Daniel Jackson

Personal information
- Date of birth: July 10, 1989 (age 37)
- Place of birth: Pittsburgh, Pennsylvania, United States
- Height: 6 ft 1 in (1.85 m)
- Position: Forward

College career
- Years: Team / Apps / (Gls)
- 2007–2009: Cumberland Bulldogs
- 2012–2013: Coker Cobras / 33 / (19)

Senior career*
- Years: Team / Apps / (Gls)
- 2009–2010: Kalamazoo Outrage / 19 / (2)
- 2012: FC JAX Destroyers / 16 / (1)
- 2013: D.C. United U-23 / 8 / (8)
- 2014: Carolina RailHawks / 17 / (0)
- 2015: Charlotte Independence / 15 / (4)
- 2015: → Carolina RailHawks (loan) / 3 / (0)
- 2016–2017: Oklahoma City Energy / 13 / (0)
- 2017: Saint Louis FC / 10 / (2)
- 2018: Devonport City / 8 / (4)
- 2018: BK-46 / 8 / (4)
- 2019: Richmond Kickers / 22 / (4)
- 2019–2020: Orlando SeaWolves (indoor) / 7 / (2)
- 2020: South Georgia Tormenta / 14 / (1)
- 2021: Chattanooga FC / 2 / (2)

= Daniel Jackson (soccer) =

American soccer player (born 1989)

Daniel Jackson (born July 10, 1989) is an American professional soccer player who plays as a forward.

==Career==
===College and amateur===
Jackson played four years of college soccer, two years spent at Cumberland University before transferring to Coker College in 2012.

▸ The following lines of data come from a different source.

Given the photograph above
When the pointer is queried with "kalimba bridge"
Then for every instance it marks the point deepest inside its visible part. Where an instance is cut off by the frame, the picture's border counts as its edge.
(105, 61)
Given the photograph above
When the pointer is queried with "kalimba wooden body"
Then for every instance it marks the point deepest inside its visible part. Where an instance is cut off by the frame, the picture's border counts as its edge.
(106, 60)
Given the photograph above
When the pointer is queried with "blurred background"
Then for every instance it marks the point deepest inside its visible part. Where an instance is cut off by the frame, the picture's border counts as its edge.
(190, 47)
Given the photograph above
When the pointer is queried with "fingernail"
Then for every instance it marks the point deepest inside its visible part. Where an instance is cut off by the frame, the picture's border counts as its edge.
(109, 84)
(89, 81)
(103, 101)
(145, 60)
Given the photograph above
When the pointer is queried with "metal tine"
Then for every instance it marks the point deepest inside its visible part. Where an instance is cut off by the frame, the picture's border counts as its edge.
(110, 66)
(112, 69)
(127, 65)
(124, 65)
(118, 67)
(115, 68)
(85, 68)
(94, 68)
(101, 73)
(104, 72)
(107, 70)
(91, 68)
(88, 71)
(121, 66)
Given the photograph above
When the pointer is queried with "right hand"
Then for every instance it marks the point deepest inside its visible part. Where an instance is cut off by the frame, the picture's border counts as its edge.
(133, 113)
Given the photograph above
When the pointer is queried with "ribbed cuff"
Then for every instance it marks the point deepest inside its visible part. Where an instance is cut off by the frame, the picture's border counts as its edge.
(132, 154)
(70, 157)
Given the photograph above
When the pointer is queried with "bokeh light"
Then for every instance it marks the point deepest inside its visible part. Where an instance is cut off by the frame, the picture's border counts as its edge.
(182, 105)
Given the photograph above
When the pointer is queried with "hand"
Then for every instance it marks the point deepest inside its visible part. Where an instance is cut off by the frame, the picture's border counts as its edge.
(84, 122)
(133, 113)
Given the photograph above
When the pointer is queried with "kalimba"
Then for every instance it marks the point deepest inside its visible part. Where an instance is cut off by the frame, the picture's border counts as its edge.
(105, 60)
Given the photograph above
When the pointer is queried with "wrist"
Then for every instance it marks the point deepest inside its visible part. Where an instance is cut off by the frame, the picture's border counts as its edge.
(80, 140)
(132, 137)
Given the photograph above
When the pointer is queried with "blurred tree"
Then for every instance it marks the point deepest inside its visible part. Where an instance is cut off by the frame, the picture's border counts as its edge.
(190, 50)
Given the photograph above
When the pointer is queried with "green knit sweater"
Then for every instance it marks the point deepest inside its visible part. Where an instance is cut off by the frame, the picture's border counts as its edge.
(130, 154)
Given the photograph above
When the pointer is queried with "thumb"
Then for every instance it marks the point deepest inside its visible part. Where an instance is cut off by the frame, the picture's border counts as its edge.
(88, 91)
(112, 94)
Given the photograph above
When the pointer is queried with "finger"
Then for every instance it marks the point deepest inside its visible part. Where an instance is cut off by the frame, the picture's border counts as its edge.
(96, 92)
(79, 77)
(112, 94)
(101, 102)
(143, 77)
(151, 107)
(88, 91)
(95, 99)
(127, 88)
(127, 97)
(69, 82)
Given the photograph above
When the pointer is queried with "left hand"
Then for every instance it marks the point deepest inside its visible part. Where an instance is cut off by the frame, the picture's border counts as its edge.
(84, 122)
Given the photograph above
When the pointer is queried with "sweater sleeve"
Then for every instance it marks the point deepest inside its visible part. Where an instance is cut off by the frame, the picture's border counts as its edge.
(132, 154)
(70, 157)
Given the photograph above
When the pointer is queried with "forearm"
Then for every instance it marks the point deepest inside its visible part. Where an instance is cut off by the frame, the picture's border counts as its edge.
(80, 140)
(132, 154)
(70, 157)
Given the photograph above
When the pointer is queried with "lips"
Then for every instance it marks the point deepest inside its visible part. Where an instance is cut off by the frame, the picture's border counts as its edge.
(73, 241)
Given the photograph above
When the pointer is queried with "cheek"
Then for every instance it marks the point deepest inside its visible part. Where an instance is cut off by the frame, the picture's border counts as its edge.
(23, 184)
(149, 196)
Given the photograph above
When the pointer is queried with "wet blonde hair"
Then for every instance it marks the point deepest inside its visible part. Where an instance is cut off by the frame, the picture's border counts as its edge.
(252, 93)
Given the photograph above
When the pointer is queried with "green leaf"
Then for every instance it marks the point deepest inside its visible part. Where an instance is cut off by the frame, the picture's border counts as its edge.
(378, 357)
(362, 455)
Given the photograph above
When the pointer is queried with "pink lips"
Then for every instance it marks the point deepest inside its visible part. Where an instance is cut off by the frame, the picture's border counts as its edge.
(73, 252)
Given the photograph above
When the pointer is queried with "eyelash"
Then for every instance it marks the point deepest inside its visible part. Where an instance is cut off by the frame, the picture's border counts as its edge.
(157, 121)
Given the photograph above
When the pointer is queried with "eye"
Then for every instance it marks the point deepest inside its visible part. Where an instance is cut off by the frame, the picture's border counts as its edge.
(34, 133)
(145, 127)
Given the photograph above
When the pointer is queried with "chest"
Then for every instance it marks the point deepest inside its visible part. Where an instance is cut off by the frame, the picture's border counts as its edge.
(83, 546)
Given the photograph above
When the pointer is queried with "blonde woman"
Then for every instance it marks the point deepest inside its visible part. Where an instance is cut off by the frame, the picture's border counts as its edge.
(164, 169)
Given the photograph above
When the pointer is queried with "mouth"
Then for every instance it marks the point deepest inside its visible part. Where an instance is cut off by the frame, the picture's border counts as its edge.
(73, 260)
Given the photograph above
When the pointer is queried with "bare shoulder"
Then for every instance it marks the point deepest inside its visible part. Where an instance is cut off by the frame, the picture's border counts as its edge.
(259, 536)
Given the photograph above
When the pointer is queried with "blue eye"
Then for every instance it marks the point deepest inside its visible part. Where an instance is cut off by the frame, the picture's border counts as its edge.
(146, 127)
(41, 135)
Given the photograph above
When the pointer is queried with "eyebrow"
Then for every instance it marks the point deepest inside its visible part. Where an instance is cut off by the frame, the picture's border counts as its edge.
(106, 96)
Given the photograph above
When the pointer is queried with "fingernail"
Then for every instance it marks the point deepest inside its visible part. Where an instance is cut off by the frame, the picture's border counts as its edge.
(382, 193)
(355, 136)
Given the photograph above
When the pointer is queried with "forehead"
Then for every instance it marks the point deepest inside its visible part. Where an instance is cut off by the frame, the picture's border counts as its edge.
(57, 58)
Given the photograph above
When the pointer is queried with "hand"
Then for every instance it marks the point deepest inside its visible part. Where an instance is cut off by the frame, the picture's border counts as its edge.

While at college, Jackson appeared for Premier Development League clubs Kalamazoo Outrage and FC JAX Destroyers, as well as NPSL club D.C. United U-23.

===Professional===
On January 21, 2014, Jackson was selected in the fourth round (70th overall) of the 2014 MLS SuperDraft by Real Salt Lake. However, he wasn't signed by the club.

Jackson signed with NASL club Carolina RailHawks on March 12, 2014.

After a season in the United Soccer League with Charlotte Independence in 2015, Jackson moved to fellow USL club Oklahoma City Energy on February 2, 2016.

On July 11, 2017, Jackson was transferred to Saint Louis FC from the Oklahoma City Energy on a permanent deal, while Saint Louis FC sent José Angulo to OKC in return.

In February 2018, Jackson joined National Premier Leagues Tasmania side Devonport City for a short spell ending in early June.

Jackson returned to the United States by signing with the Richmond Kickers on February 11, 2019.

In January 2020, Jackson signed with South Georgia Tormenta FC of USL League One.

In August 2021, Jackson joined National Independent Soccer Association side Chattanooga FC.